See also:
Capturing text with AI
Running AI agent inside an action versus running in a field
Tips for writing a good prompt
The credit system and using your own key

The Call OpenAI action lets you call any of the available OpenAI models directly from your workflow. When execution reaches this action, the agent receives the full email content along with the output of every previous step in the workflow, including results from database queries, HTTP API requests, scripts, and more. The results the agent produces are stored as new fields, which become available to every subsequent step in the workflow.
For more precise control over what context is given to the agent, see Running AI agent inside an action versus running in a field.

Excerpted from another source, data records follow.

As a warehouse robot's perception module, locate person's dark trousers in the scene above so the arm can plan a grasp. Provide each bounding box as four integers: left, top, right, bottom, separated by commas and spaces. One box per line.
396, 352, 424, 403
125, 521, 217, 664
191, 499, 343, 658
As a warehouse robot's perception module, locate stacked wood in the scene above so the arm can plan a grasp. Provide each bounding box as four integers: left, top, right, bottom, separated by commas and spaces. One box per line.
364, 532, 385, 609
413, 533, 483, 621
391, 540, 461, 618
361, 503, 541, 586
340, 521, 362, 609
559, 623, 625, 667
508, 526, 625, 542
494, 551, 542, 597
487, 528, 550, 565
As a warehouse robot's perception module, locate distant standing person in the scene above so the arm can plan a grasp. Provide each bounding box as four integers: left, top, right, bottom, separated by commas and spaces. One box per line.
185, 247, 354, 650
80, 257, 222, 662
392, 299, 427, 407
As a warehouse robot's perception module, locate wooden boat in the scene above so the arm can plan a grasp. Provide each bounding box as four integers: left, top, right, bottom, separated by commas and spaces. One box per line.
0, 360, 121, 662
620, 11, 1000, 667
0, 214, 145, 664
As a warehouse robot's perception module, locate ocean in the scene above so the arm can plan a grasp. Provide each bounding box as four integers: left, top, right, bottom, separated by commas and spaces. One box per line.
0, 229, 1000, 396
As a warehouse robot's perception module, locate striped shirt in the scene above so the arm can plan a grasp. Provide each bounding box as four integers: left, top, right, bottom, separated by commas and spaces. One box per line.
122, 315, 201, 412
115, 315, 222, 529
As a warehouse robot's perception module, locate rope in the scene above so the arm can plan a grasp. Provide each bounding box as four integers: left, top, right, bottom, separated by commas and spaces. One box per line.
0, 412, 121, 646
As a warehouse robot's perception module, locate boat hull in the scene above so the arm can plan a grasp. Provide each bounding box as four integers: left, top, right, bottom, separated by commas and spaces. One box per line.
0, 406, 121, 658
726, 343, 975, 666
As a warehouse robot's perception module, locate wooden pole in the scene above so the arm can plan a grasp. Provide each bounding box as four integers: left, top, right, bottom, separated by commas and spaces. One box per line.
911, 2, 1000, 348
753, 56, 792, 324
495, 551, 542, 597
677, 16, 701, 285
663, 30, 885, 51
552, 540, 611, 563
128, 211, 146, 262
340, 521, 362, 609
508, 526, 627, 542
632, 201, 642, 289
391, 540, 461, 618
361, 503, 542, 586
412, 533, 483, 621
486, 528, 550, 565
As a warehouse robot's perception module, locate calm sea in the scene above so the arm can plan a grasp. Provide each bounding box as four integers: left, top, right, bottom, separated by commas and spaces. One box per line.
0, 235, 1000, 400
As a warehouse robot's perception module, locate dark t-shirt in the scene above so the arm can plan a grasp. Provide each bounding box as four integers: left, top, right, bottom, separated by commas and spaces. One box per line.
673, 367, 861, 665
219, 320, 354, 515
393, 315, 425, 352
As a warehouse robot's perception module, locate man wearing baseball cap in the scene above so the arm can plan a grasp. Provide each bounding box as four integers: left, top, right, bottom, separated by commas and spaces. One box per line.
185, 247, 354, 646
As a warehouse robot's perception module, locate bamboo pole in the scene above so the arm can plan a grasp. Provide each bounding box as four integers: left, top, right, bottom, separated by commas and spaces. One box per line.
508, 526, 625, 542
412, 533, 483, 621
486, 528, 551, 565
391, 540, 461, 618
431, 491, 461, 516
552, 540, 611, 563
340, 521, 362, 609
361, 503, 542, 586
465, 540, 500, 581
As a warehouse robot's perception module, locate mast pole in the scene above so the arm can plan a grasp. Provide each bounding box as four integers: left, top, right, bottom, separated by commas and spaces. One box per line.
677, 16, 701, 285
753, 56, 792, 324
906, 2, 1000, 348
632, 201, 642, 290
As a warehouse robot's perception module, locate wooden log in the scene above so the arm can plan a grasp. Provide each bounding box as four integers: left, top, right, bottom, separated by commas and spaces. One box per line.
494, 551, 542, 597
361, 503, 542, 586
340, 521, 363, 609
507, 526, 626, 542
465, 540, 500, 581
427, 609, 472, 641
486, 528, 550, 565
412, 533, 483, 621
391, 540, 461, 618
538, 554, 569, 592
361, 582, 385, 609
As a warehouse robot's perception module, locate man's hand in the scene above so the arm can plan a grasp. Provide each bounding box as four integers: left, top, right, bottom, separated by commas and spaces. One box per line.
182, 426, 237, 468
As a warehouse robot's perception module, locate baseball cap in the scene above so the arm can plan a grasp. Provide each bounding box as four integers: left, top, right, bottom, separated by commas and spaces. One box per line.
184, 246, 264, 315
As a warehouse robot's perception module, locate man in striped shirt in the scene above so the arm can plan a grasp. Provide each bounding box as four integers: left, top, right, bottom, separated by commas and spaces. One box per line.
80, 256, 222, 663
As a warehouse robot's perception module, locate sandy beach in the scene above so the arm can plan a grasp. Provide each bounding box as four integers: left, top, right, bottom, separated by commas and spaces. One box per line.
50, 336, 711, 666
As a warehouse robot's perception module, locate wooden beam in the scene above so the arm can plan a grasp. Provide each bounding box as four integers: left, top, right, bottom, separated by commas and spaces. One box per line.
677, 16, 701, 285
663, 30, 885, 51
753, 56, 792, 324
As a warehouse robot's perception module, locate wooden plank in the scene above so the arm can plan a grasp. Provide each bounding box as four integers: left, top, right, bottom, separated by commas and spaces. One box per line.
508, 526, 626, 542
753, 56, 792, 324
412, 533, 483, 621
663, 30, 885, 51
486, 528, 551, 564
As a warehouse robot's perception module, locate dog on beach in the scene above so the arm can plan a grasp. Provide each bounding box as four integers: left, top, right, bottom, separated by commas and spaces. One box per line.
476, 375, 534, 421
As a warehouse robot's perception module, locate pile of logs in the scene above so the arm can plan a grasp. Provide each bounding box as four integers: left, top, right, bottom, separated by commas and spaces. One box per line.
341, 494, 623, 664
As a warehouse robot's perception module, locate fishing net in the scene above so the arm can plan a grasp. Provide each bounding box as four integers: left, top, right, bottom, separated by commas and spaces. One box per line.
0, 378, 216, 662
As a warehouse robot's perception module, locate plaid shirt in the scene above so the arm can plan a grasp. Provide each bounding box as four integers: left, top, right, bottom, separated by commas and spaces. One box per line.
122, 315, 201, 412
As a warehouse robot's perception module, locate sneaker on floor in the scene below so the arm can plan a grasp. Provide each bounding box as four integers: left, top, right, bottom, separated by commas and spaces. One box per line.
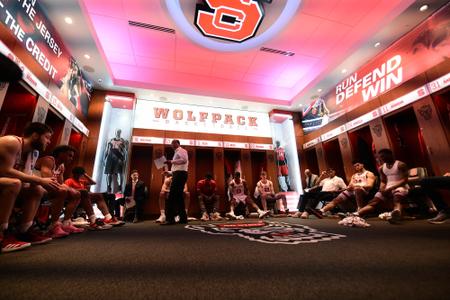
427, 211, 448, 224
225, 212, 236, 220
0, 235, 31, 253
378, 211, 391, 221
211, 212, 222, 221
155, 215, 166, 223
387, 209, 402, 224
103, 217, 125, 226
17, 230, 52, 245
200, 213, 209, 222
62, 224, 84, 233
308, 208, 323, 219
300, 211, 309, 219
292, 211, 302, 218
88, 222, 112, 231
258, 210, 270, 219
49, 224, 70, 239
72, 217, 89, 227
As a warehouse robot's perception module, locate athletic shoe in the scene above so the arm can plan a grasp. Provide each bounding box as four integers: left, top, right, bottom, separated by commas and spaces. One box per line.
1, 235, 31, 253
88, 223, 112, 231
378, 211, 391, 221
17, 230, 52, 245
258, 210, 269, 219
103, 217, 125, 226
225, 212, 236, 220
200, 213, 209, 222
307, 208, 323, 219
427, 211, 448, 224
292, 211, 302, 218
49, 224, 70, 239
211, 212, 222, 221
387, 209, 402, 224
72, 217, 89, 227
155, 215, 166, 223
62, 224, 84, 233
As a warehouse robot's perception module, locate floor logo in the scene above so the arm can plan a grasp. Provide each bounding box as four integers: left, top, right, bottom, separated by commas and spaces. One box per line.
186, 222, 346, 245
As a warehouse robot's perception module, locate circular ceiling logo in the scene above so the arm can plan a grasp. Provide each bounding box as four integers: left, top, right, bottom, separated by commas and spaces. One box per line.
165, 0, 301, 52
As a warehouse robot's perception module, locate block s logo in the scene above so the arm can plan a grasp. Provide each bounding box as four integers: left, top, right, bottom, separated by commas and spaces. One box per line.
195, 0, 272, 43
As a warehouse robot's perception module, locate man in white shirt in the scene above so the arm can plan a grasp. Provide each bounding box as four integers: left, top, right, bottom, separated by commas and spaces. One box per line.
312, 161, 375, 214
304, 168, 347, 218
161, 140, 189, 225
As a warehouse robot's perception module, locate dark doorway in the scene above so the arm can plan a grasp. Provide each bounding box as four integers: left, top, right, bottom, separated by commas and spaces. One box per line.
323, 139, 346, 180
348, 126, 378, 174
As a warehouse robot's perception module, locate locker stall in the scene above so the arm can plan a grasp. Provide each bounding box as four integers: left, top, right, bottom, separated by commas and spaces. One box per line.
0, 83, 38, 136
323, 139, 346, 180
384, 107, 433, 175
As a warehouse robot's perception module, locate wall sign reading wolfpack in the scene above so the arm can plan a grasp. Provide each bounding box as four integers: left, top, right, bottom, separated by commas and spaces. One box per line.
194, 0, 266, 42
134, 100, 272, 137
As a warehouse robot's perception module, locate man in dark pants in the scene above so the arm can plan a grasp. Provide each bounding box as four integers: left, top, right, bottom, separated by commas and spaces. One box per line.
161, 140, 189, 225
124, 170, 146, 223
408, 173, 450, 224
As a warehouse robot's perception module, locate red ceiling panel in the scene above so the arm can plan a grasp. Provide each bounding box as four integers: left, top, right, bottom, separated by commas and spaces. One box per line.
80, 0, 414, 105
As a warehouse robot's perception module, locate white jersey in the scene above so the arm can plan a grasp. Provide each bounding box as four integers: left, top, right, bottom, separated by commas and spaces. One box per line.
229, 179, 247, 202
352, 170, 368, 186
382, 160, 403, 188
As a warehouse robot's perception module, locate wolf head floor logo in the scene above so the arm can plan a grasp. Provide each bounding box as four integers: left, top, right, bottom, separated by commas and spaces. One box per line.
185, 222, 345, 245
194, 0, 264, 42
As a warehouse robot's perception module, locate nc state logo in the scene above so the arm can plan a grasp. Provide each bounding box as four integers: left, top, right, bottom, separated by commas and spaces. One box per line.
195, 0, 272, 43
185, 222, 346, 245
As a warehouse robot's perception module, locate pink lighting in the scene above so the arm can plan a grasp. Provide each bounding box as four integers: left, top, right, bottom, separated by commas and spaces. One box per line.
79, 0, 414, 105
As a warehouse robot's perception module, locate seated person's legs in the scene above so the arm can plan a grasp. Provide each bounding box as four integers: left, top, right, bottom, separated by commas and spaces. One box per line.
17, 185, 51, 244
0, 177, 22, 251
245, 196, 269, 218
155, 192, 169, 223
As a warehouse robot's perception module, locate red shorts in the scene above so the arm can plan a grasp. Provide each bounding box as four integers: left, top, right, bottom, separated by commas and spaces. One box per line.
278, 165, 289, 176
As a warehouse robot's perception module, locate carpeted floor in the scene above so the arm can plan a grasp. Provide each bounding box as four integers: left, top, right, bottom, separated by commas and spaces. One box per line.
0, 218, 450, 300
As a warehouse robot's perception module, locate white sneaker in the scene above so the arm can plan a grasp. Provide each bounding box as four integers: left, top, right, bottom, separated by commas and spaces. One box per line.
155, 215, 166, 223
211, 212, 222, 221
225, 212, 236, 220
200, 213, 209, 221
258, 210, 269, 219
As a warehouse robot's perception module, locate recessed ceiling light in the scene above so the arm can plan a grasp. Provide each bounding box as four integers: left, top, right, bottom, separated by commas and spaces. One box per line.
64, 17, 73, 24
419, 4, 428, 11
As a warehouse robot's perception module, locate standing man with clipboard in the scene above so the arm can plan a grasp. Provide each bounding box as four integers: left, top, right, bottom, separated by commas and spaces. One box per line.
161, 140, 189, 225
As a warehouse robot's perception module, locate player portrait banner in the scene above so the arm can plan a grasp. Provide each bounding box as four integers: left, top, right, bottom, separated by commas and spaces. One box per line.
0, 0, 91, 115
302, 4, 450, 131
134, 100, 272, 137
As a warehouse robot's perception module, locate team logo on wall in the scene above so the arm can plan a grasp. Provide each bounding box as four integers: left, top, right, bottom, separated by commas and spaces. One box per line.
186, 222, 346, 245
195, 0, 272, 42
165, 0, 302, 52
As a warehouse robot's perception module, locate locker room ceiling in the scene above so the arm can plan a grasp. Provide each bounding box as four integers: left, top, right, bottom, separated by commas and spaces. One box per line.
41, 0, 448, 111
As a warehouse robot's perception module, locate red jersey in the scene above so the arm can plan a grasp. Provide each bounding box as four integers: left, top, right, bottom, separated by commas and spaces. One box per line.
197, 179, 216, 196
64, 178, 86, 190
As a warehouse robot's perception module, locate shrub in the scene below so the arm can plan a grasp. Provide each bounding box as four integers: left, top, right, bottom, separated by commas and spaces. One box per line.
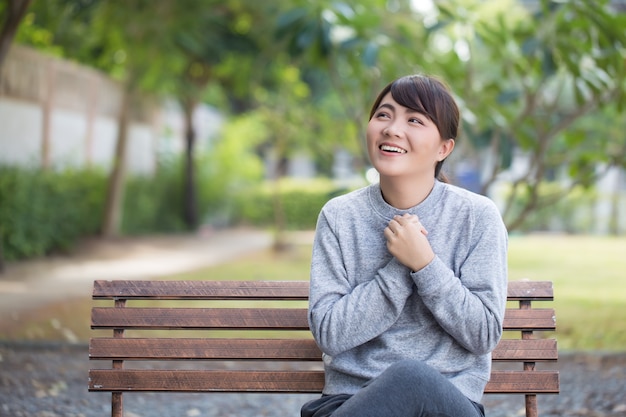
0, 166, 105, 260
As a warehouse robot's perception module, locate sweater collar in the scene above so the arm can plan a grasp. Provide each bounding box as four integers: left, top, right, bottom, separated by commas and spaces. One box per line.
368, 180, 445, 220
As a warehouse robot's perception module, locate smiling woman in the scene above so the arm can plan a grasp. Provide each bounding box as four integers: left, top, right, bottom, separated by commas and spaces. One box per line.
301, 75, 507, 417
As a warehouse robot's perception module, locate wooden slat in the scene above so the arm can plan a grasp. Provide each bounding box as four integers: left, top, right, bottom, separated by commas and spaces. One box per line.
507, 281, 554, 301
485, 371, 559, 394
89, 337, 558, 362
89, 369, 324, 393
93, 280, 554, 301
491, 339, 559, 362
89, 369, 559, 394
91, 307, 556, 330
93, 280, 309, 300
91, 307, 309, 330
89, 337, 322, 361
503, 308, 556, 330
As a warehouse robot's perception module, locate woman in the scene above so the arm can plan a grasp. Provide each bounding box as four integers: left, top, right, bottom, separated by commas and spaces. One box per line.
301, 75, 507, 417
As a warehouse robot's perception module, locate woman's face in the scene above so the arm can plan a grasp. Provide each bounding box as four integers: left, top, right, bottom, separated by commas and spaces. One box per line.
367, 93, 454, 180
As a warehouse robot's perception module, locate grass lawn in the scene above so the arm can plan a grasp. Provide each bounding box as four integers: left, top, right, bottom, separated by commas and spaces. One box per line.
509, 235, 626, 351
0, 235, 626, 351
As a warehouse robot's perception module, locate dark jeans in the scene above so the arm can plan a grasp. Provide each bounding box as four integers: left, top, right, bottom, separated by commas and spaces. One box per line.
300, 360, 485, 417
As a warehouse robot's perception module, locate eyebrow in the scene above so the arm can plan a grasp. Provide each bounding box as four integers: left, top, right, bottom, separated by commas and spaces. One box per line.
376, 103, 425, 116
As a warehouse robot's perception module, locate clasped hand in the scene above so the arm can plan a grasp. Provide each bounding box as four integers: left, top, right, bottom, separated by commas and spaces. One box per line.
384, 213, 435, 272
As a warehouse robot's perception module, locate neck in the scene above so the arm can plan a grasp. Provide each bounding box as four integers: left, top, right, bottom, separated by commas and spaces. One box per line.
380, 177, 435, 210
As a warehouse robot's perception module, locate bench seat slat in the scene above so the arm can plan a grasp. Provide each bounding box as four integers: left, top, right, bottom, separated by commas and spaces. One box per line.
89, 369, 559, 394
491, 339, 559, 362
89, 369, 324, 393
89, 337, 558, 362
93, 280, 309, 300
89, 338, 322, 361
91, 307, 556, 330
93, 280, 554, 301
507, 281, 554, 301
503, 308, 556, 331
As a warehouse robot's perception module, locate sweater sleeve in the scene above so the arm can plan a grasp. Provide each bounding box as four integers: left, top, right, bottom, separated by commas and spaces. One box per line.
412, 205, 508, 354
308, 205, 413, 356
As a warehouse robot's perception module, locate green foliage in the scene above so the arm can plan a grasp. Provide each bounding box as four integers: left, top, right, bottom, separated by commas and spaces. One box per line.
122, 161, 186, 235
0, 166, 105, 260
197, 113, 268, 225
504, 182, 598, 234
233, 179, 349, 230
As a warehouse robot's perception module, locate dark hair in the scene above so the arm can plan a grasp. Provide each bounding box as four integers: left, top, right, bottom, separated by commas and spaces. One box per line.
370, 74, 460, 182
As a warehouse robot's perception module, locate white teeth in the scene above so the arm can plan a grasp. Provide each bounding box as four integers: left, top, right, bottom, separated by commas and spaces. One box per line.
380, 145, 406, 153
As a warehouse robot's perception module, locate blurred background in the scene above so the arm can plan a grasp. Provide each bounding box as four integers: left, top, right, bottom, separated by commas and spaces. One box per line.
0, 0, 626, 416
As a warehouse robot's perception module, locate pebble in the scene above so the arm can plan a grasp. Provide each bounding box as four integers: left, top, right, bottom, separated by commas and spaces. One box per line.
0, 345, 626, 417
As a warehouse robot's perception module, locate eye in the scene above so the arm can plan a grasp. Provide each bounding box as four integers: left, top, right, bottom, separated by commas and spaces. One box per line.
409, 117, 424, 125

To put all of this into practice, let’s walk through a complete example. In this scenario, we receive a daily email that contains a table of financial transactions. Our goal is to load those transactions into a Google Sheet. On top of that, we want to determine whether the description of each transaction matches any of the products in our product catalog – a list that we retrieve in real time from an external API endpoint.
Here is what the incoming email looks like. It arrives once a day and contains a table of transactions with the time, a short description, and the amount for each one:

To handle this automatically, we build the following four-step workflow in Email Parser:

The first step is a Call OpenAI action. We write a prompt that instructs the agent to read the email body and extract every row from the transaction table. We ask it to create three output fields: Time, Description, and Amount. Since the email contains multiple transactions, each of these fields will hold multiple values – one per row in the table. We also include an example in the prompt to clarify the expected format of each column.
The screenshot below shows the result of running this step on a sample email. The agent has successfully created the three fields with all transaction rows correctly populated:

Here is the prompt used in this step:
See the incoming email body. It contains a list of transactions. I want you to create a set of fields that hold these data. You will receive a table with three columns: Time, Description and Amount. You have to create three fields containing this data. The field names are time, description and amount. As you know, a field can contain multiple values For example, if you receive 4 rows you should generate 4 values for time, 4 values for description and 4 values for amount. In the same order as they appear on the table from the top to the bottom
In the second step, we use an HTTP request action to call an external API endpoint that returns our current product catalog. The response is a JSON string that is stored as-is in a new field called HttpResponse. At this point, the workflow holds both the transaction data extracted from the email (step 1) and the raw product list from the API (step 2), and the next step can reference both of them.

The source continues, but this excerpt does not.